Aparentemente, as demonstrações financeiras relativas ao encerramento do ano de 2021 serão publicadas em ambiente de paz sobre os créditos fiscais decorrentes de decisões do Supremo Tribunal Federal. Os auditores independentes “venceram” a batalha sobre o momento do reconhecimento contábil dessas decisões judiciais e a Receita Federal reconheceu parte dos pleitos – também judiciais – sobre o momento da tributação do indébito tributário. Cabe agora aos sócios, acionistas e quotistas, tomarem a decisão sobre o que fazer com o lucro gerado pelo reconhecimento dos créditos fiscais.
Tais créditos fiscais são reconhecidos como ativo da empresa, o que implica como contrapartida o reconhecimento de receita. Essa receita, sabemos, aumenta o resultado (quer gerando efetivamente lucro quer reduzindo prejuízo). Embora no caso de parte desses ativos fiscais não haja incidência dos tributos sobre o lucro (IRPJ/CSLL) no momento do reconhecimento – segundo a Receita Federal, a referida incidência se dará quando do primeiro pedido de compensação, se for o caso –, sua escrituração contábil será pelo valor líquido, ficando diferido os mencionados tributos.

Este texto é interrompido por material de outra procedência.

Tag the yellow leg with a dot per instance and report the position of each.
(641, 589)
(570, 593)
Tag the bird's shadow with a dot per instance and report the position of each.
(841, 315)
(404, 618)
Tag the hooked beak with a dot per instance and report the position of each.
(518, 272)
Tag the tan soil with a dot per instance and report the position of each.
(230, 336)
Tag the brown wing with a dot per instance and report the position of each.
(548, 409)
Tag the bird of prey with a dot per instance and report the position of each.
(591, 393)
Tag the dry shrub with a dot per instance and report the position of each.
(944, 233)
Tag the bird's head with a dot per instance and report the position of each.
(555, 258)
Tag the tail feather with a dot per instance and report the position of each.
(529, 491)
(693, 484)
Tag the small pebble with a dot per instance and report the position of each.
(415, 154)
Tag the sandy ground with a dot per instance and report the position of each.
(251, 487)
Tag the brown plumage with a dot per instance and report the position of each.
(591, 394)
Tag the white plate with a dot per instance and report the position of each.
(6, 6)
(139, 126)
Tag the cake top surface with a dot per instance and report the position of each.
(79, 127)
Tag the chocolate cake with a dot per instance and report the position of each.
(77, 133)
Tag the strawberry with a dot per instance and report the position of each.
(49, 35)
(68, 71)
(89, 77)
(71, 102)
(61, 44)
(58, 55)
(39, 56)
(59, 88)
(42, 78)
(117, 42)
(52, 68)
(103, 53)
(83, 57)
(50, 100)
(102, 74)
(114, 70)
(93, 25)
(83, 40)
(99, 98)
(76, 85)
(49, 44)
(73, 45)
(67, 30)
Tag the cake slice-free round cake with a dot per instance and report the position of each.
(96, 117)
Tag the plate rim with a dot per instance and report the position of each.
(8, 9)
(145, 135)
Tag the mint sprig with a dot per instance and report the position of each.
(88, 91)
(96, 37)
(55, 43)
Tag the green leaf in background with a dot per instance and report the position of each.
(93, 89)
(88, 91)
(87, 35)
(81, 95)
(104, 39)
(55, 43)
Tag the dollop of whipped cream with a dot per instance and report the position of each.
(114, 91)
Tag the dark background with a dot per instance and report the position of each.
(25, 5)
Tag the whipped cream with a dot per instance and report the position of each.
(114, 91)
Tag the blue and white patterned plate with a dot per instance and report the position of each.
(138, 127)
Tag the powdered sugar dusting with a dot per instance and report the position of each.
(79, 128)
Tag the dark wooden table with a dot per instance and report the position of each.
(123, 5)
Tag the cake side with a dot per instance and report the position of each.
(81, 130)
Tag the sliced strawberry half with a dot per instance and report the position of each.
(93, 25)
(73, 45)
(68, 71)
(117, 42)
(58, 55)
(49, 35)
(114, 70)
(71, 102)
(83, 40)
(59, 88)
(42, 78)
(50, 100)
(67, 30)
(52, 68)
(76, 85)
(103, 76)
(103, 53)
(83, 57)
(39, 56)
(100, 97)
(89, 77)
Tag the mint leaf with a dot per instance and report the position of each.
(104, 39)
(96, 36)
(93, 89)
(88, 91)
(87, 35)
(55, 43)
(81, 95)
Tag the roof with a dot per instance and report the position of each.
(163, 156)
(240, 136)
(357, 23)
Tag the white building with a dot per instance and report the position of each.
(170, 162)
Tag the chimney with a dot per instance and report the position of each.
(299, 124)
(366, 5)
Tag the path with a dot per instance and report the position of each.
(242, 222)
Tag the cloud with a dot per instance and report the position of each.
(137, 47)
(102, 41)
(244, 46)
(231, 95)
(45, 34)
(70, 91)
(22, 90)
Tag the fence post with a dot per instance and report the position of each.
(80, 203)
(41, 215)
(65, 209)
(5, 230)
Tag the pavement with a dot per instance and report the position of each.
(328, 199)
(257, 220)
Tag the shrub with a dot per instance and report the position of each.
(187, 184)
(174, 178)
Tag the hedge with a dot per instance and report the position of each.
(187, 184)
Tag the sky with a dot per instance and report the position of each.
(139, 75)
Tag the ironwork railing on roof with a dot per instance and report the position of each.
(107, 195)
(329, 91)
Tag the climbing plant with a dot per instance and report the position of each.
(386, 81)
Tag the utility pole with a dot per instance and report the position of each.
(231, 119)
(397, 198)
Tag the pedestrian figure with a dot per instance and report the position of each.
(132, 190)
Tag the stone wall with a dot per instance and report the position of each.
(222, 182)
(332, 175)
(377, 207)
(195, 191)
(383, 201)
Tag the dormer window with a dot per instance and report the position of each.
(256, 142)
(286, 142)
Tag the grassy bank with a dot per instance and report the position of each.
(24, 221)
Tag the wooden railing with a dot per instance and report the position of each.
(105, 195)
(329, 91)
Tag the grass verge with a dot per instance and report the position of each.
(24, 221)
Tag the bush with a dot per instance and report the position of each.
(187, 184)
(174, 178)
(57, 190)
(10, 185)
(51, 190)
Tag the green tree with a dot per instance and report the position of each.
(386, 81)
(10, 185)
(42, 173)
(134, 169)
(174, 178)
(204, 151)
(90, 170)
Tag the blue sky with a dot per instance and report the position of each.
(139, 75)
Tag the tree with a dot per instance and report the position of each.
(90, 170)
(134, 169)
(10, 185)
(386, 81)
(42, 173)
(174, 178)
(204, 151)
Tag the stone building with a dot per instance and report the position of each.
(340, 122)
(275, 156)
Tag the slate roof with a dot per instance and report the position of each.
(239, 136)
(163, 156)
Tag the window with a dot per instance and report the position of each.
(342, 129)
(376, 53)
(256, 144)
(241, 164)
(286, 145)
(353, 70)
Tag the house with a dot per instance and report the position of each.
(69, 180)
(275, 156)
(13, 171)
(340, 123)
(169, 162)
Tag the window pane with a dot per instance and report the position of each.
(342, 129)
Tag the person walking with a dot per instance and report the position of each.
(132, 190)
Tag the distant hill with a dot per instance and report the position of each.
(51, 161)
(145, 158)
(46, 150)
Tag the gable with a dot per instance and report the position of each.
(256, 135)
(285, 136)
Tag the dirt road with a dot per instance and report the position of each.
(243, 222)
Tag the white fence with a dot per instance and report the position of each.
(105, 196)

Outros ativos fiscais são registrados na própria conta de IRPJ/CSLL, o que desde logo impede a sua tributação. De qualquer maneira, em nenhum desses casos há certeza da geração do caixa correspondente: em conclusão, as empresas verificarão um aumento do lucro, sem necessariamente caixa.
Quais as decisões possíveis para a deliberação dos sócios sobre esse lucro?
Em primeiro lugar, distribui-lo como dividendos. Essa será uma obrigatoriedade, inclusive, no caso das sociedades por ações, em razão do dividendo mínimo legalmente previsto. Nesse caso, a questão do caixa deverá ser equacionada.
Depois, o lucro pode ser utilizado para aumentar o capital social da empresa. Nessa opção, os sócios não ganham caixa, mas ganham com o aumento do custo da sua participação societária; não há desembolso de caixa, o que preserva a liquidez da empresa. Porém, caso, no futuro, os sócios queiram realizar esse valor, deverão ser cumpridas as formalidades para a redução do capital social.
Por fim, esse lucro poderá ser mantido na empresa. No caso de sociedades limitadas e sociedades por ações abertas apenas por dívida, basta a deliberação da maioria dos sócios ou da unanimidade dos acionistas, respectivamente, para que o lucro seja retido. Alternativamente, os sócios podem deliberar por constituir reserva de lucro, no entanto, as hipóteses – e, principalmente, suas razões legais – devem ser observadas.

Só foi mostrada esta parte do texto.